According to one embodiment of the invention, the evaluation module is further configured to:

Bandwidth data is calculated using the following formula:

In another aspect of the embodiments of the present invention, there is also provided a computer apparatus including:

At least one processor; and

And a memory storing computer instructions executable on the processor, the instructions when executed by the processor performing the steps of any of the methods described above.

In another aspect of the embodiments of the present invention, there is also provided a computer-readable storage medium storing a computer program which, when executed by a processor, implements the steps of any of the methods described above.

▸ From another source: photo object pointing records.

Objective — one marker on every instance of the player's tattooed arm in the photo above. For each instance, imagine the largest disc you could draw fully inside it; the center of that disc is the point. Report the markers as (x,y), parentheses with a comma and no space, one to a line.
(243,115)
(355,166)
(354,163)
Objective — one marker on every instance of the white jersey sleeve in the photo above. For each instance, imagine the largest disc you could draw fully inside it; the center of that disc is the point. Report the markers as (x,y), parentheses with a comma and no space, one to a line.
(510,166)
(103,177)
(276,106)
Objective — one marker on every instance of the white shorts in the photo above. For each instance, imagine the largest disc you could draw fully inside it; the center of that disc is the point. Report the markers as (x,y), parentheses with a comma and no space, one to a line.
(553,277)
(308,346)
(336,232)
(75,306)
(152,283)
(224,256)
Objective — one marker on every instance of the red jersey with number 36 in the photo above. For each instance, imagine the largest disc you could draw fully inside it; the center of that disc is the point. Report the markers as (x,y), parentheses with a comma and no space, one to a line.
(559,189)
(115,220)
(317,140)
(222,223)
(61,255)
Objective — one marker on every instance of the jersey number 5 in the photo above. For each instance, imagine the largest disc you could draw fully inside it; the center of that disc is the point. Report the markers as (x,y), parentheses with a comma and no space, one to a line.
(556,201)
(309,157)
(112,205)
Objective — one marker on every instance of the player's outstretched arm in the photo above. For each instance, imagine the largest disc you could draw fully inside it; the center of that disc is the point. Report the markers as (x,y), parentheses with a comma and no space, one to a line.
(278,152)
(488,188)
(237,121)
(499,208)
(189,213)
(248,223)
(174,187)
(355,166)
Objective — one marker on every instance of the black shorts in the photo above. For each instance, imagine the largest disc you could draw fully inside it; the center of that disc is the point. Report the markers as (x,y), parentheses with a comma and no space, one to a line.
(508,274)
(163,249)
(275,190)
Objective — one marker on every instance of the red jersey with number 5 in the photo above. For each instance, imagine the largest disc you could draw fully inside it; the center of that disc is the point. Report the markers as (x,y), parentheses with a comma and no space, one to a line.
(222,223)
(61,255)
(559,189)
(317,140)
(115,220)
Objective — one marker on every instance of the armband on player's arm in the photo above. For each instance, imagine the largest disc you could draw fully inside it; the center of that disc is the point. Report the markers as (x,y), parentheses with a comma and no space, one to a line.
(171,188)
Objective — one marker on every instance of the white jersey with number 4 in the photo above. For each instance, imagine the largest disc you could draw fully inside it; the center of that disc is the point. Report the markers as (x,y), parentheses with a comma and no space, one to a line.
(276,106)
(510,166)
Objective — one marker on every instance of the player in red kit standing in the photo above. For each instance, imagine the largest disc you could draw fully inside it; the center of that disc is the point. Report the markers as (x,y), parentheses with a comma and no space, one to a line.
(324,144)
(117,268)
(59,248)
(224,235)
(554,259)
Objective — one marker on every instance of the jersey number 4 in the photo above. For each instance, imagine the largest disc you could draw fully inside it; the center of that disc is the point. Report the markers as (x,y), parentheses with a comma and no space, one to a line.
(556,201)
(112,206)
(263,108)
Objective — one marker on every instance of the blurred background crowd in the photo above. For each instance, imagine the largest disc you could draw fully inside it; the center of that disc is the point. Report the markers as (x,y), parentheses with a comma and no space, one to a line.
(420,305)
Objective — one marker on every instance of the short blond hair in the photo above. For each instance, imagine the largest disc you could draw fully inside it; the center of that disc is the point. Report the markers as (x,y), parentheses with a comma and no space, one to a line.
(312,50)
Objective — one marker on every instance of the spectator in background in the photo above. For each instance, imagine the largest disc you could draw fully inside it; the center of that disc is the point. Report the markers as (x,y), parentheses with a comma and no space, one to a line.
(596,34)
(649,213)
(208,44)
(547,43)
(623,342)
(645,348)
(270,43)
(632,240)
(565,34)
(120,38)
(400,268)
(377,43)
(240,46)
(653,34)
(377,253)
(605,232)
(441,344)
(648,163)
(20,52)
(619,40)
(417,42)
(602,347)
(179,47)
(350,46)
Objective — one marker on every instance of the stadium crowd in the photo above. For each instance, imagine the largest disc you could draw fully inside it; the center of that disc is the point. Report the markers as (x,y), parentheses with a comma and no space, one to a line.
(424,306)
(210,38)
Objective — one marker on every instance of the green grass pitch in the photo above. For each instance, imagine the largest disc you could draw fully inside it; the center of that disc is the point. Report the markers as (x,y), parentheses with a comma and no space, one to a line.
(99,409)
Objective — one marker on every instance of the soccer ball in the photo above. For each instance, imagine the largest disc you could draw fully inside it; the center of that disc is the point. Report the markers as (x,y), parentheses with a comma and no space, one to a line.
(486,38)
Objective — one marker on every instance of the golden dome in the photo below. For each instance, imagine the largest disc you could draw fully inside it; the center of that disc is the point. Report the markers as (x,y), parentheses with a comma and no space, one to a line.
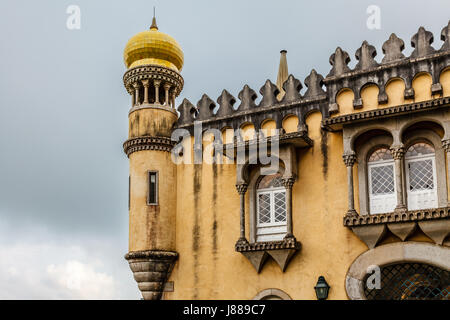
(153,47)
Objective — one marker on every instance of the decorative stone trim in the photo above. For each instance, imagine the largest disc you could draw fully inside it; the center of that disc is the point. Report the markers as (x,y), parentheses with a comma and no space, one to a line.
(446,145)
(151,269)
(398,152)
(298,139)
(153,72)
(333,123)
(281,251)
(272,245)
(267,293)
(435,223)
(148,143)
(417,215)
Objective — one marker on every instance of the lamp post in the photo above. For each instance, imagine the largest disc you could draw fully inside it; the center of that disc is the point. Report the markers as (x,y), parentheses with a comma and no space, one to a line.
(322,289)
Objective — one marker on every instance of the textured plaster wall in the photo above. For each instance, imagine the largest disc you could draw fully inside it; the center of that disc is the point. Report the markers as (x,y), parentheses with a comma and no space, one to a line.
(206,204)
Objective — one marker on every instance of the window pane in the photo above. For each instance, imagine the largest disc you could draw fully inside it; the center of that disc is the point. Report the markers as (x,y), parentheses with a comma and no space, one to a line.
(421,175)
(264,208)
(152,190)
(382,179)
(271,181)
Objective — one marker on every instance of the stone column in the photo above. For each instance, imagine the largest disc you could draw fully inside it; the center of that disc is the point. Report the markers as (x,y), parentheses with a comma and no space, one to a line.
(157,83)
(136,93)
(288,184)
(398,152)
(146,84)
(166,89)
(446,147)
(349,160)
(242,190)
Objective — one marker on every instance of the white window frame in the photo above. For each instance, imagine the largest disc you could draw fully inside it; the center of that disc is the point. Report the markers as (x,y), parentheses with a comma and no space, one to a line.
(380,163)
(275,230)
(156,173)
(408,160)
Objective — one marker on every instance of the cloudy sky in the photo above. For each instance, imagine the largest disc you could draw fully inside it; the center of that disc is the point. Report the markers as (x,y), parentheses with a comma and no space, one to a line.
(63,174)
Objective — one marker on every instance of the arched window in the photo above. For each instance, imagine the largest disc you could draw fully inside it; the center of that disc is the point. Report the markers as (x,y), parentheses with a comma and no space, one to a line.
(382,193)
(271,208)
(411,281)
(421,183)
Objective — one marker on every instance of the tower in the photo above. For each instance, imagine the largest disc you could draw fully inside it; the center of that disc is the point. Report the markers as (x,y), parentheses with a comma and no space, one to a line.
(154,61)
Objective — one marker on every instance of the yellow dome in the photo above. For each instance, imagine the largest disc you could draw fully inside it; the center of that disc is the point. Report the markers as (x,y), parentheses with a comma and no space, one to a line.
(153,47)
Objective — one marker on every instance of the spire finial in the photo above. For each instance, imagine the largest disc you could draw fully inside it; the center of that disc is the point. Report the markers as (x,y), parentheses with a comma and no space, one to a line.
(282,74)
(154,26)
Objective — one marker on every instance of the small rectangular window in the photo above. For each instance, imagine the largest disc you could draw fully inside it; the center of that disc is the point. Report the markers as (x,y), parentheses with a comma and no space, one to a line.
(152,188)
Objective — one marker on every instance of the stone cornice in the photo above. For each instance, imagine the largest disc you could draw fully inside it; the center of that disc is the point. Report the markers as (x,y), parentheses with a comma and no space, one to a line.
(153,72)
(272,245)
(336,122)
(151,254)
(148,143)
(392,217)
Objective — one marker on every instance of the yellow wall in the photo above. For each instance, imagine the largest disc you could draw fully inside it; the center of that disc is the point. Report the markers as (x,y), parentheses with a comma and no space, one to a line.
(208,227)
(201,205)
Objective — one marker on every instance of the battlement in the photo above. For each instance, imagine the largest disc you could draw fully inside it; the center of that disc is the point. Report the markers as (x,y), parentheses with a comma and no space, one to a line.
(322,92)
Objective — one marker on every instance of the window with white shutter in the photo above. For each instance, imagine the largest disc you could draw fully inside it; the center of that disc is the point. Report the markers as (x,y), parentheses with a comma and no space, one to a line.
(271,209)
(382,193)
(421,176)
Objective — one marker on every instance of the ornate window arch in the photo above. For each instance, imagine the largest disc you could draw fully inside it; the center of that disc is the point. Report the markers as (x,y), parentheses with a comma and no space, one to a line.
(420,167)
(419,146)
(410,281)
(417,264)
(381,181)
(272,294)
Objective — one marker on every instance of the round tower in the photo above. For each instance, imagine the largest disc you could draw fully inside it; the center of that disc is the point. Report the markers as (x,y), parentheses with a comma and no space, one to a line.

The invention has the following beneficial technical effects: according to the method for evaluating the performance of the multiprocessor interconnection access, which is provided by the embodiment of the invention, the multiprocessor interconnection access sharing the Cache consistency protocol is modeled, the transmission path information of each access request is obtained, and the length of a path is quantized based on the transmission path information; acquiring delay data of each transmission stage in the transmission path according to process delay model data of each processing component in the transmission path; according to the technical scheme for evaluating the system performance according to the acquired delay data of each transmission stage in the transmission path, the delay and the bandwidth of local and remote access of the multiprocessor under a specific consistency protocol can be measured and calculated, and the quantitative evaluation of the access delay and the bandwidth between nodes of the system can be realized at the beginning of collaborative chip design.

Drawings

In order to more clearly illustrate the embodiments of the invention or the technical solutions in the prior art, the drawings that are necessary for the description of the embodiments or the prior art will be briefly described, it being obvious that the drawings in the following description are only some embodiments of the invention and that other embodiments may be obtained according to these drawings without inventive effort for a person skilled in the art.

FIG. 1 is a schematic flow chart diagram of a method of performance evaluation of multiprocessor interconnect accesses, according to an embodiment of the present invention;

FIG. 2 is a schematic diagram of an apparatus for performance evaluation of multiprocessor interconnect accesses, according to an embodiment of the present invention;

FIG. 3 is a schematic diagram of a computer device according to one embodiment of the invention;

Fig. 4 is a schematic diagram of a computer-readable storage medium according to one embodiment of the invention.

Detailed Description

In order to make the objects, technical solutions and advantages of the present invention more apparent, the following embodiments of the present invention will be described in further detail with reference to the accompanying drawings.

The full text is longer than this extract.